Doenjang-guk


Doenjang-guk or soybean paste soup is a guk made with doenjang and other ingredients, such as vegetables, meat, and seafood. It is thinner, lighter, and milder than doenjang-jjigae. It is similar to the Japanese miso soup. It is sometimes mild, sometimes strong, and accompanied with rice most of the time.
Doenjang-guk is an example of a banchan, one of several small dishes served with meals at restaurants and in home cooking. Other banchan include kimchi, marinated vegetables, and pickled/salted seafood. This soup is perhaps the cheapest meal in Korea.

History

In the Joseon period, the royals had five meals, and in three of those they had doenjang-guk as a side dish, specifically on a small table on the right side of the main table, together with other Korean traditional foods such as vegetables, meat, egg, and sesame oil.

Ingredients

The most simple form of this soup is clear soybean paste soup. It is mainly composed of a good fermented soybean paste and stock. It accompanies more complex one-bowl rice dishes that have many ingredients, like bibimbap with sliced raw fish and avocado, mushroom, and other vegetables. The ingredients for this soup are anchovy-kelp stock, vegetable stock, or unsalted chicken broth; doenjang paste; and optionally some scallions.
The most commonly eaten form of this dish is soybean paste soup with cabbage and it is eaten at any time of the day. The broth has a deep, comforting flavor, the cabbage adds texture and sweetness, and it is light since there is no grease. The ingredients are dried anchovies; napa cabbage leaves, white-stemmed chard, or bok choy; doenjang; garlic; chili peppers; all-purpose flour or rice water; and fish sauce.
To make the broth for a doenjang-based soup or stew, it is common to begin with the water used to wash rice, ssaltteumul.
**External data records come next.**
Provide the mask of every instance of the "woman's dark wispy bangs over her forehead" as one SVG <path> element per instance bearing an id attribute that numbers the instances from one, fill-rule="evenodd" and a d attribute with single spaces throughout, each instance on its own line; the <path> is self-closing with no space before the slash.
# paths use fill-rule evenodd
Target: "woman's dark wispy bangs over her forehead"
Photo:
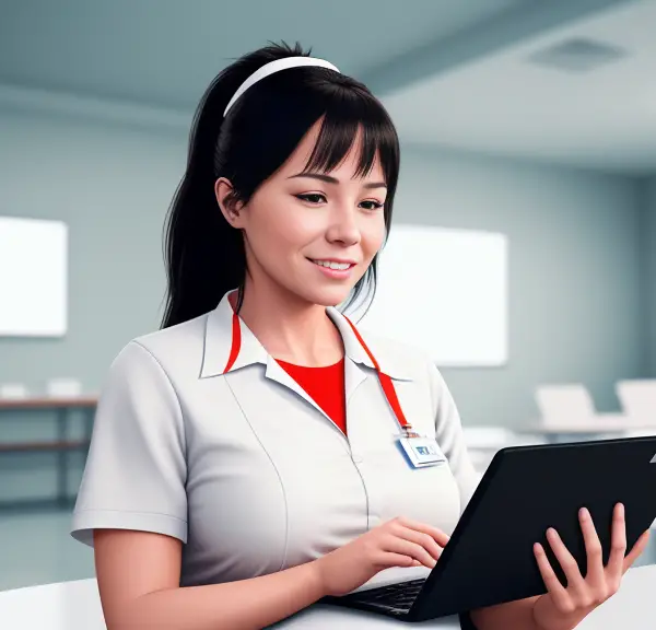
<path id="1" fill-rule="evenodd" d="M 382 105 L 371 96 L 339 94 L 323 116 L 317 142 L 307 161 L 308 172 L 336 168 L 360 141 L 355 175 L 365 177 L 376 158 L 388 189 L 396 188 L 399 172 L 399 140 Z"/>

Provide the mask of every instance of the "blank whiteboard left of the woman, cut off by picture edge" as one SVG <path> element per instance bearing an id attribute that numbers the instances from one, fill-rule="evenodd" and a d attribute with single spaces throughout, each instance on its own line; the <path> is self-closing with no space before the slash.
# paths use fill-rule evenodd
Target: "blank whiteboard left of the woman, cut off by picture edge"
<path id="1" fill-rule="evenodd" d="M 0 336 L 62 337 L 67 307 L 67 225 L 0 217 Z"/>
This rice water adds starch to the soup and works as a binding agent between the soybean paste and the broth, while improving the flavor of the doenjang. A substitute can be made by mixing in a teaspoon of flour or rice flour.

Types

Mu-doenjang-guk is light yet very flavorful. Prepared with Korean radish, and also some basic aromatic vegetables, such as onion, garlic, scallion, chili peppers, dried kelp, ssaltteeumul, and dried shiitake mushrooms.Paraetguk or parae-doenjangguk is grassy seaweed soup with soybean paste, a regional specialty of Jeju Province.Cheonggyeongchae dubu-doenjangguk is made with tofu, bok choy, and gochujang in addition to the regular ingredients used to make the broth.Naengi guk is very similar to mugwort soup made with nangyi, gukkanjang, wild sesame powder and the rest of the common ingredients for the doenjang-guk base broth. Many vegetables can be added to accompany the main ingredients.